Polygons that just WON'T fill:

     Don'tcha hate this?   You finish up your mesh, got it all nice and perfect, then turn on the solid view, and it's full of holes.  So you hit the Fill Polygon thing (if it's not greyed out) and nothing happens?  ARGH!  RDD uses some kinda obscure rules for filling polys.  Here's a wild guess:

    First, if you take the Polyline tool and go doink doink doink doink doink doink doink all around and close your shape, RDD will fill it (whether you want it to or not).  Don't let this fool you into thinking that you can fill any crazy-shaped polygon.

     Only triangles and squares will be filled.  If you subdivided one side of a square, you will not be able to fill it until you link the new vertex to the two opposite corners (ie: triangulate the polygon).  Now, I know what you're saying: But if you fill the polygons *first* and THEN subdivide one side, they stay filled.  They do.  But you want to fill a new one, it has to be a triangle or a square.  Go figure!

     Now what do you do if you have a triangle or a square, and it STILL just WON'T fill!  DoubleARGH!  First, select the points on the edge of the polygon you are trying to fill.  If the edges between them don't line up, then the polygon you think you see does not exist.    Try linking the dots.  (Also, try another view to see if some vertices are actually on the backside of your object, not on the front where you think they are.)

     You can try to unlink one (or all) of the lines and re-draw it. (Select an edge, hit Ctrl-U to unlink. Then Ctrl-L to link.)  If you welded things together, check the seam and make sure all the edge vertices got welded properly.  If you created an object from an extrusion and then welded, check to see if one of the cross sections is filled that shouldn't be.  If a center cross-section in your object is filled, then all the polys on the one side of it will not fill.  (Boy did this one drive me nuts!)

Did you Know...?:

     Some cool tips for working in Ray Dream!

  You can switch camera locations by hitting Ctrl and the number pad (if you use the camera view menu, I pity you!), but did you also know... If you hit Ctrl-8 and then Ctrl-5, you can see the top view of your object with the 'back' of the working box at the bottom of the screen?  This is neat if your top view is usually 'sideways' of how you want to work on your object.  (This also works if you hit Ctrl-5 from the Ctrl-0 (Perspective) location.  Remember, Ctrl-5 lines the camera up with the active drawing plane.)

   Did you also know that if you forget to hit Ctrl when you use the number pad, that you can move the camera around the working box in increments!?  Too Cool!  Now you can fly around your object in RDD!  You can also see stuff on a diagonal and move it that way, too.  Very handy. :)
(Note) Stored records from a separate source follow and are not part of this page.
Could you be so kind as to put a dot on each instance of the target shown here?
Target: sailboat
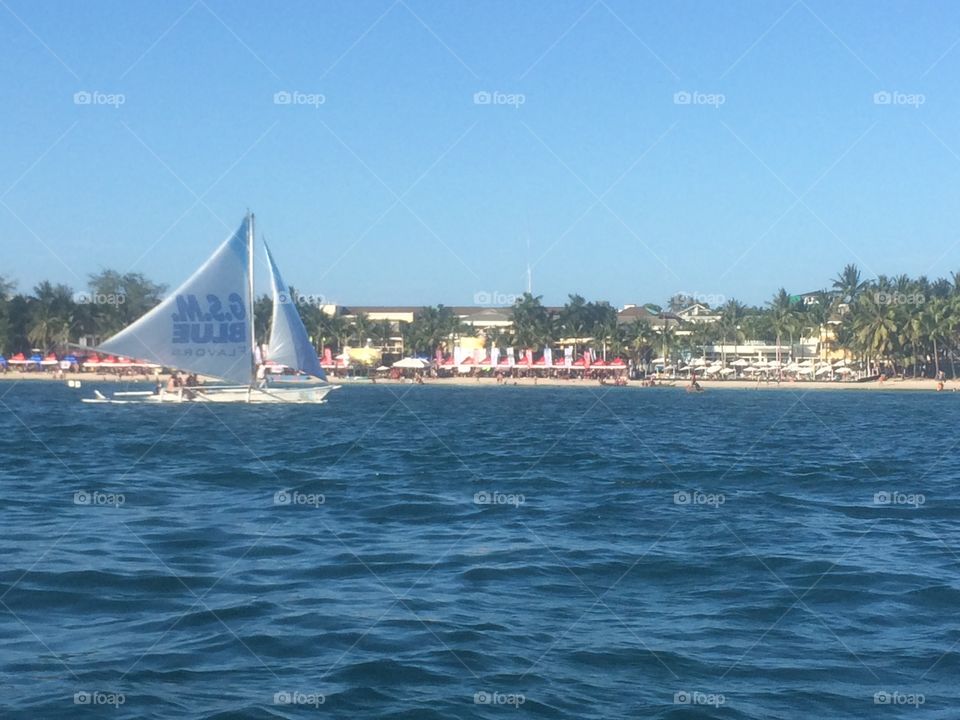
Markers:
(205, 327)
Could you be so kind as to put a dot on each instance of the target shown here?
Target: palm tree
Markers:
(875, 328)
(731, 315)
(381, 332)
(848, 284)
(531, 322)
(783, 317)
(51, 315)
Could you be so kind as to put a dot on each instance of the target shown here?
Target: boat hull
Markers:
(304, 395)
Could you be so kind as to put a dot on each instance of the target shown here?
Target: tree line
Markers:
(897, 324)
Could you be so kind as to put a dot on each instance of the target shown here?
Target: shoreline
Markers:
(893, 385)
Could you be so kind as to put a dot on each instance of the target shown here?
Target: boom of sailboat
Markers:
(205, 327)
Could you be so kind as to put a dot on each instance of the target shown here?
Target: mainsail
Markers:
(289, 344)
(204, 325)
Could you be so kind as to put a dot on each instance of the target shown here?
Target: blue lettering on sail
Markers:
(189, 309)
(194, 325)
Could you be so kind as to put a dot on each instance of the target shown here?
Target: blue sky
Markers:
(399, 188)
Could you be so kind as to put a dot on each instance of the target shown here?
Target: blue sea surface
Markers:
(497, 552)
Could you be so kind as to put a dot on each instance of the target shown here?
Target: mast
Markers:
(253, 337)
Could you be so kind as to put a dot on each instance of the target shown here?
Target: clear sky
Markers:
(401, 188)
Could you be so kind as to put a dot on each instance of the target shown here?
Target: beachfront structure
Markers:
(698, 313)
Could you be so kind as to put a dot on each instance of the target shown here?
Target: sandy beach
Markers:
(910, 384)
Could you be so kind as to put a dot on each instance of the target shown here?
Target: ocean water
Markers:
(432, 552)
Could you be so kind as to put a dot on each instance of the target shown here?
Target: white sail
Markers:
(289, 344)
(204, 325)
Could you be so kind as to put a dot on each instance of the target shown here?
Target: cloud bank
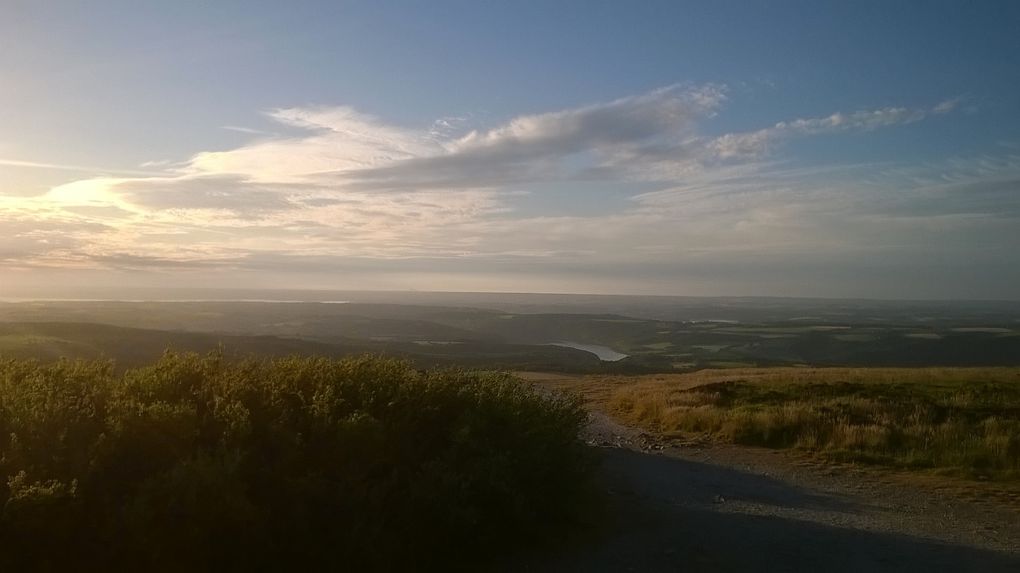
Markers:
(340, 197)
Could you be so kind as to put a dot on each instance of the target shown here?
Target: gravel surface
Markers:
(721, 508)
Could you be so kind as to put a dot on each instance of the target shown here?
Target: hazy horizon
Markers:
(824, 150)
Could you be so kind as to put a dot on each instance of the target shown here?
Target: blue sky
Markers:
(866, 149)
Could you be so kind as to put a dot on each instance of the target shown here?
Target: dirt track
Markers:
(717, 508)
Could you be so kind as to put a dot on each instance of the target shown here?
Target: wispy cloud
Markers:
(344, 190)
(7, 162)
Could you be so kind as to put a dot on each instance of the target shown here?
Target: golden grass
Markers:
(956, 421)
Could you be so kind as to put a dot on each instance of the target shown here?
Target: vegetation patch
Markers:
(955, 421)
(198, 463)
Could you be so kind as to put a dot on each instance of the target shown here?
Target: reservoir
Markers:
(605, 354)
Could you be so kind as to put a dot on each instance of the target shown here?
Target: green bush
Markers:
(199, 463)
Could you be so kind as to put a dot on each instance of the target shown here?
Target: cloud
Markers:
(760, 143)
(556, 146)
(345, 192)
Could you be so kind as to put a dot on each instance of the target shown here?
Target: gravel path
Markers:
(720, 508)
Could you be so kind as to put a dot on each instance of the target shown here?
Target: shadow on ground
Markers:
(666, 517)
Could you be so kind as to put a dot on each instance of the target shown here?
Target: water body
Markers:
(605, 354)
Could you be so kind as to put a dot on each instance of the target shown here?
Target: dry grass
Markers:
(954, 421)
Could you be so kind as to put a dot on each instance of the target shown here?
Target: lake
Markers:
(605, 354)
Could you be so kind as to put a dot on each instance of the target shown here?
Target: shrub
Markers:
(199, 463)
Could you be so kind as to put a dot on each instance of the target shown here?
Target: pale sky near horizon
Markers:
(825, 149)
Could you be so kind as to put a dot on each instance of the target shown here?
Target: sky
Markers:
(802, 149)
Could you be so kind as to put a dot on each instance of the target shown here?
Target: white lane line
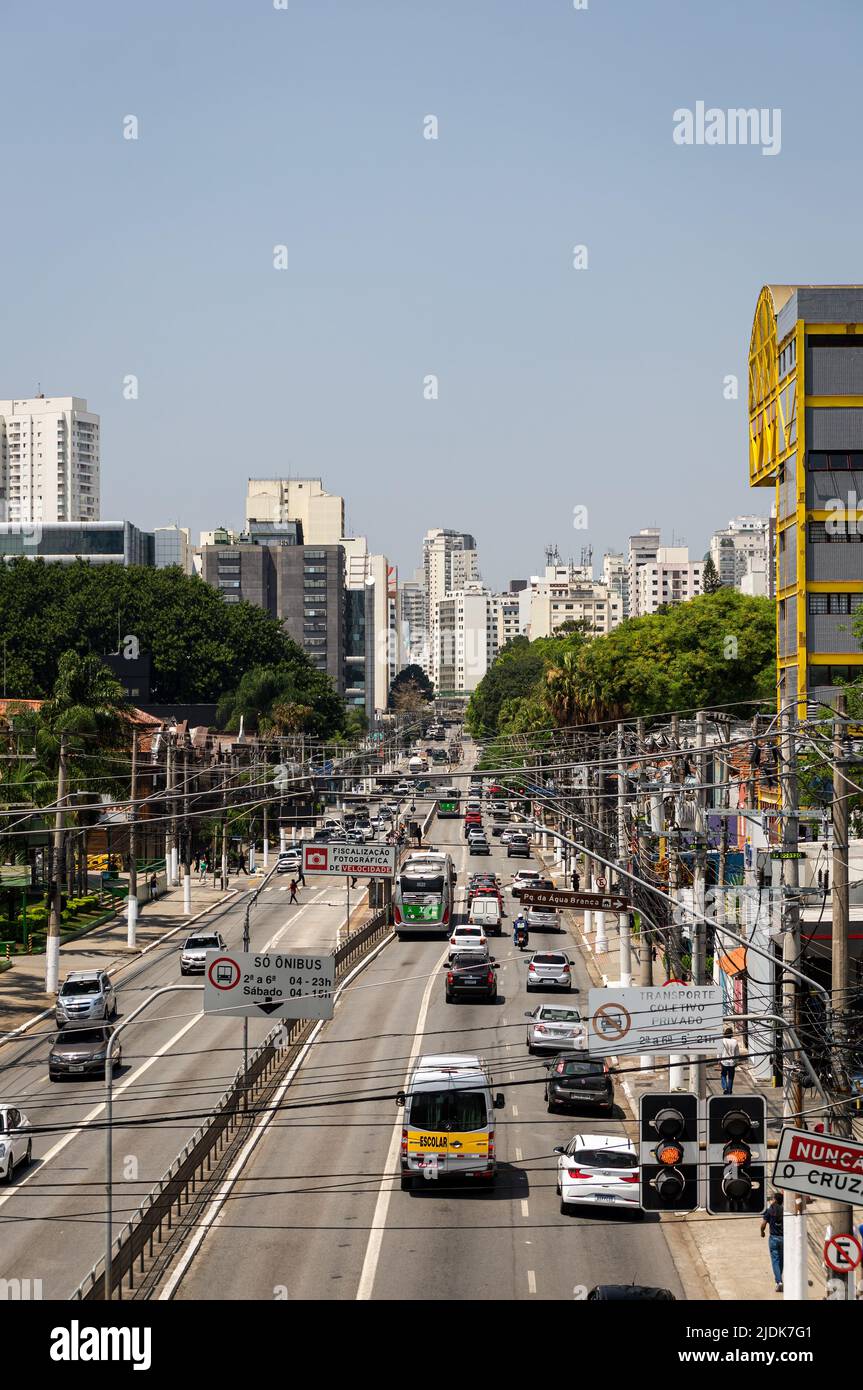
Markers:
(378, 1221)
(97, 1109)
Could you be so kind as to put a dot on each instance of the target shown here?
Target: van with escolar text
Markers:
(449, 1122)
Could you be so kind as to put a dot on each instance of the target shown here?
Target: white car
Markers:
(467, 938)
(542, 918)
(193, 957)
(15, 1143)
(598, 1171)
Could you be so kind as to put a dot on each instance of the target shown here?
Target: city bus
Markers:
(448, 804)
(424, 897)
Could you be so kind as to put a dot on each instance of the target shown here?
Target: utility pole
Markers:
(794, 1221)
(623, 858)
(841, 1216)
(52, 945)
(132, 898)
(698, 1070)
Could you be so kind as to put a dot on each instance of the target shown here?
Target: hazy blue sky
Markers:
(557, 388)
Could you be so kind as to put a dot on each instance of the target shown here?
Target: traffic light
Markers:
(669, 1151)
(737, 1148)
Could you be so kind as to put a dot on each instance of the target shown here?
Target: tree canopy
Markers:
(714, 649)
(199, 644)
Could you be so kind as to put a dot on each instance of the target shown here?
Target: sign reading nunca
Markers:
(676, 1018)
(366, 861)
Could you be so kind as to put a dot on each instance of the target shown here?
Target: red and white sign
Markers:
(842, 1254)
(364, 861)
(819, 1165)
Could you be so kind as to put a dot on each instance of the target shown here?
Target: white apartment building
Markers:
(173, 545)
(616, 577)
(298, 499)
(49, 460)
(566, 592)
(464, 638)
(642, 549)
(670, 578)
(742, 545)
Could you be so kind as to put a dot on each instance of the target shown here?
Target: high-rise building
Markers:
(669, 578)
(806, 441)
(742, 545)
(49, 460)
(321, 514)
(173, 546)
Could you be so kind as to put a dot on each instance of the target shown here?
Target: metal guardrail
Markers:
(163, 1207)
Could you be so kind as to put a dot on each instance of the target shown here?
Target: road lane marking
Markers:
(97, 1109)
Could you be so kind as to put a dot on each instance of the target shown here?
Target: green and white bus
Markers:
(449, 804)
(424, 897)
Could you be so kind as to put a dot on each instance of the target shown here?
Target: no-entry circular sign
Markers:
(224, 973)
(842, 1254)
(612, 1022)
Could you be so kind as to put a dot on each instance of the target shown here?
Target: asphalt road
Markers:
(175, 1065)
(318, 1209)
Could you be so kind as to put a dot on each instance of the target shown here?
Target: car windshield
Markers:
(81, 1036)
(455, 1111)
(605, 1158)
(81, 987)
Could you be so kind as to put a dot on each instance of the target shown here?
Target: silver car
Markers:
(553, 1027)
(549, 970)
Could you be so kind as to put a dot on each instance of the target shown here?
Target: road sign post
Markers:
(274, 984)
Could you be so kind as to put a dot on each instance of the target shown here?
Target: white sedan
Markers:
(467, 938)
(598, 1171)
(15, 1143)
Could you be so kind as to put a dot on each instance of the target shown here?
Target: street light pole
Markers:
(109, 1105)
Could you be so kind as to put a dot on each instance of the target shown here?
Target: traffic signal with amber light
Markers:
(737, 1151)
(669, 1151)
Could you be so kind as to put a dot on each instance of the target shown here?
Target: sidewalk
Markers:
(730, 1258)
(22, 995)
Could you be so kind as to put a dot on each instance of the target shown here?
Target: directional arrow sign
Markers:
(243, 984)
(564, 898)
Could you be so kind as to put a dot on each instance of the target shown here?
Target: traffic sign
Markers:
(684, 1018)
(274, 984)
(819, 1165)
(566, 898)
(366, 861)
(842, 1254)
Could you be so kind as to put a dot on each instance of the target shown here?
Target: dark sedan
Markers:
(578, 1080)
(81, 1052)
(471, 975)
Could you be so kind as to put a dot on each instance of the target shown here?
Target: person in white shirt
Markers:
(730, 1055)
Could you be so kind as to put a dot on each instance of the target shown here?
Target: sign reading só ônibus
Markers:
(364, 861)
(268, 984)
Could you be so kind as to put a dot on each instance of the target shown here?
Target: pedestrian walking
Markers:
(771, 1221)
(730, 1055)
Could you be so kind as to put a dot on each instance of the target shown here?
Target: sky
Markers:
(580, 395)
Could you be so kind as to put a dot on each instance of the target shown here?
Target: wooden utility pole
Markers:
(52, 945)
(132, 898)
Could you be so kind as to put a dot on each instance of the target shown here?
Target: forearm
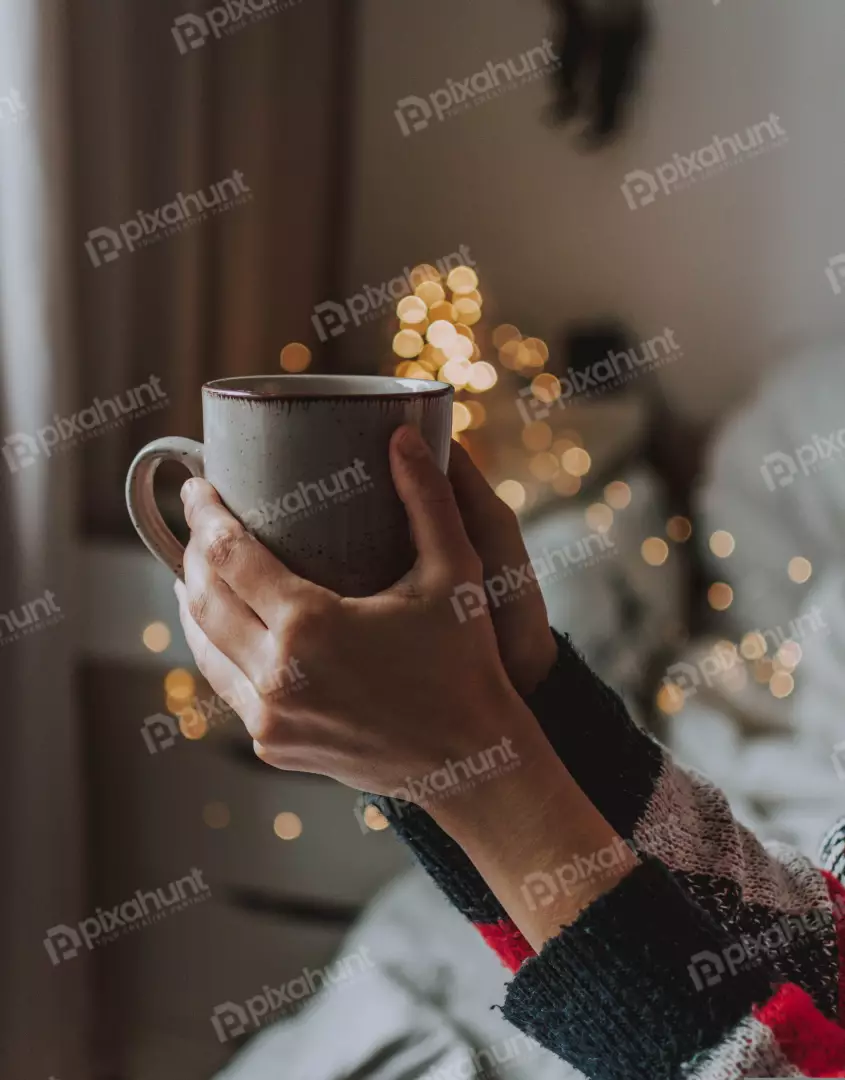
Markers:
(535, 825)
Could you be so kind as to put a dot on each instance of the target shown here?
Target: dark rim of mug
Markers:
(428, 388)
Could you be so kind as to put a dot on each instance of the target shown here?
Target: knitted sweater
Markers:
(715, 958)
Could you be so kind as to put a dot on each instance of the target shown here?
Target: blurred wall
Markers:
(735, 264)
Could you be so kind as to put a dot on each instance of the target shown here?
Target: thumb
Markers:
(426, 491)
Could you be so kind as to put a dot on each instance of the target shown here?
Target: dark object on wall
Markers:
(601, 44)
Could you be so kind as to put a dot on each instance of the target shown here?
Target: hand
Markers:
(371, 691)
(526, 645)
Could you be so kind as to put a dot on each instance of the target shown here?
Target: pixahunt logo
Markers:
(641, 187)
(22, 450)
(454, 778)
(312, 497)
(782, 470)
(192, 31)
(470, 601)
(331, 319)
(37, 615)
(709, 969)
(713, 667)
(161, 731)
(151, 227)
(608, 373)
(65, 943)
(496, 78)
(12, 108)
(231, 1020)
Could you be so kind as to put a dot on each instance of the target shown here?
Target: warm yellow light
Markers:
(800, 570)
(375, 820)
(511, 493)
(546, 388)
(157, 636)
(617, 495)
(753, 646)
(412, 309)
(545, 467)
(537, 435)
(720, 596)
(192, 724)
(179, 685)
(482, 377)
(216, 814)
(430, 293)
(655, 551)
(670, 699)
(679, 529)
(407, 343)
(599, 517)
(722, 543)
(781, 685)
(463, 280)
(505, 334)
(440, 333)
(460, 418)
(789, 656)
(576, 461)
(295, 358)
(287, 826)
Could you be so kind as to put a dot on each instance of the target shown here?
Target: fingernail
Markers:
(413, 446)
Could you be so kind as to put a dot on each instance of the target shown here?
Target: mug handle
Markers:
(141, 496)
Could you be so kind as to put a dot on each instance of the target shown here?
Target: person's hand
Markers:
(526, 645)
(371, 691)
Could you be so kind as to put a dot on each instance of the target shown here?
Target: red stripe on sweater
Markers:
(836, 893)
(810, 1041)
(507, 942)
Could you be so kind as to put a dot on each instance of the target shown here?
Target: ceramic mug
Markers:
(302, 461)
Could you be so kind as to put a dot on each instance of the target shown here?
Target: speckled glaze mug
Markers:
(302, 461)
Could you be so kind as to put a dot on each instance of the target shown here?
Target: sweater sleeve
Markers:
(661, 811)
(645, 983)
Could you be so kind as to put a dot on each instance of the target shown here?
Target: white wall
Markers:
(734, 265)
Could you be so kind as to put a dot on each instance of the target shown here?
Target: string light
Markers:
(157, 636)
(800, 570)
(722, 543)
(295, 358)
(720, 596)
(655, 551)
(287, 826)
(408, 343)
(576, 461)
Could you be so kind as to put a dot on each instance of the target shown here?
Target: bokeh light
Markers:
(287, 826)
(295, 358)
(157, 636)
(655, 551)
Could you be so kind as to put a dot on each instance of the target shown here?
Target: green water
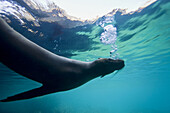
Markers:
(143, 86)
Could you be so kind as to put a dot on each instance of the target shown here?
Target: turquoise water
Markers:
(143, 86)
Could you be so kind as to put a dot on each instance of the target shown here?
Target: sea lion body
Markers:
(56, 73)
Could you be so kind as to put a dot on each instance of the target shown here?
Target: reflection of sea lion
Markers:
(56, 73)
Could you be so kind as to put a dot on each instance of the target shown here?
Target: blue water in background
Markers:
(143, 86)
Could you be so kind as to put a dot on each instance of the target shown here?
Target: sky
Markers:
(90, 9)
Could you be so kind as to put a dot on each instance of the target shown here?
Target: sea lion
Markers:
(56, 73)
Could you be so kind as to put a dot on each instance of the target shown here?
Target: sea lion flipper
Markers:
(28, 94)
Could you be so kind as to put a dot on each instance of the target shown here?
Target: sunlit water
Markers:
(143, 86)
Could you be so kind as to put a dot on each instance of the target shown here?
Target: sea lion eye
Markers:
(110, 59)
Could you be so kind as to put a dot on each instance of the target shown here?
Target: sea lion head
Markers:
(105, 66)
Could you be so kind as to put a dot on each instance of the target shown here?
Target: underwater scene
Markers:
(141, 38)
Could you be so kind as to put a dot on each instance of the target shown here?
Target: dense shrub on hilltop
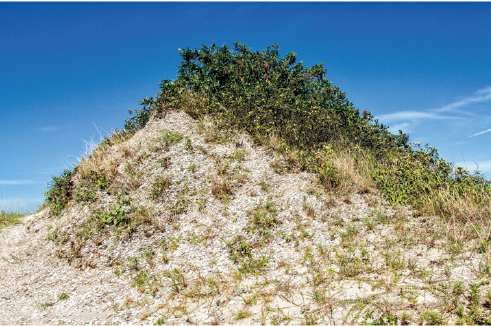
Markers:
(264, 94)
(313, 122)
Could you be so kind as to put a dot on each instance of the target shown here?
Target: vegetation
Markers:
(9, 218)
(305, 124)
(266, 95)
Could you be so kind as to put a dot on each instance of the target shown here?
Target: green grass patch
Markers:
(9, 218)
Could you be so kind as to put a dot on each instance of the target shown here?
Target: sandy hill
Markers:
(185, 223)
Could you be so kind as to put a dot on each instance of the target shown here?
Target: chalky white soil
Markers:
(315, 270)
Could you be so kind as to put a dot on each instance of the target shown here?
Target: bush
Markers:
(60, 192)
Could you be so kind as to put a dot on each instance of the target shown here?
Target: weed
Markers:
(60, 192)
(165, 140)
(164, 162)
(220, 188)
(159, 185)
(9, 218)
(242, 314)
(63, 296)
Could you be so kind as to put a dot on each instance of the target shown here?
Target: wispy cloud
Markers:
(480, 133)
(482, 95)
(483, 166)
(411, 115)
(17, 182)
(448, 112)
(47, 129)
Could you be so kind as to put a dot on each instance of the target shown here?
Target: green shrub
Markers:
(60, 192)
(159, 185)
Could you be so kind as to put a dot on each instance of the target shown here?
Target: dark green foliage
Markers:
(140, 117)
(264, 94)
(115, 216)
(60, 192)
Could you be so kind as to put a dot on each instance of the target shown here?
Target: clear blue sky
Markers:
(66, 67)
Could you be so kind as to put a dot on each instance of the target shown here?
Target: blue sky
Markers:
(71, 70)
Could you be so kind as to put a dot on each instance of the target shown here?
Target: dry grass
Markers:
(9, 218)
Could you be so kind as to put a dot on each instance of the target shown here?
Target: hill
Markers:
(223, 203)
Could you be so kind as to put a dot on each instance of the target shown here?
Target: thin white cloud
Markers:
(47, 129)
(480, 133)
(405, 127)
(482, 95)
(482, 166)
(411, 116)
(17, 182)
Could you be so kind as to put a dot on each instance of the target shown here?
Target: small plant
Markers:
(220, 188)
(60, 192)
(7, 218)
(188, 145)
(165, 140)
(242, 314)
(164, 162)
(192, 167)
(63, 296)
(239, 155)
(264, 186)
(159, 185)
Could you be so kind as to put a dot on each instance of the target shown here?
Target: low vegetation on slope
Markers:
(179, 187)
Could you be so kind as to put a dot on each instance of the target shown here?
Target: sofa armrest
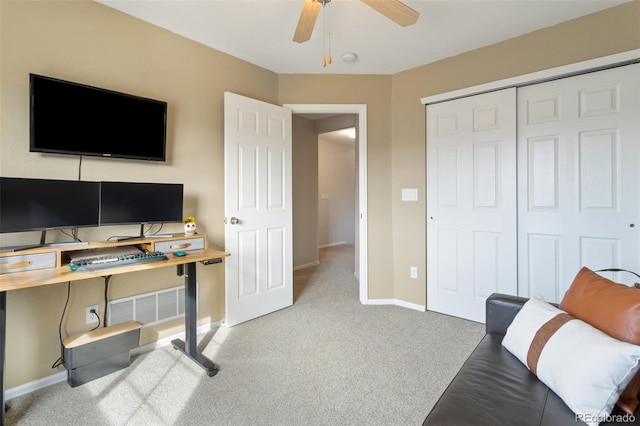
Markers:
(501, 310)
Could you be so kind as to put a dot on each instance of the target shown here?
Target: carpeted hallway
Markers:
(327, 360)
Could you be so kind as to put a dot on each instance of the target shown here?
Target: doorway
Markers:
(360, 113)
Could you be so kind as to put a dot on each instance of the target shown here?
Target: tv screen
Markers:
(42, 204)
(124, 203)
(72, 118)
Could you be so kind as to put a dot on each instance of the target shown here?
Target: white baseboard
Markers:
(339, 243)
(306, 265)
(62, 375)
(397, 302)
   The MFM universe is absolute.  If you create one object at the center, and then build an object in relation to it sticking off the side, say... You can copy and paste  that object into the original, and it will be perfectly aligned where you want it!  (This is handy for building figures from FreeForm objects.  If you build and place all the objects together, then convert them to Meshes, they will retain their relative coordinates.)  
    This works, even if you move the Mesh object.  If you made a pair of eyes for your line of figures, you could toss them outta the way, down into a corner of the box.  But each time you jump in, copy and paste, they will appear in exactly the same spot each time.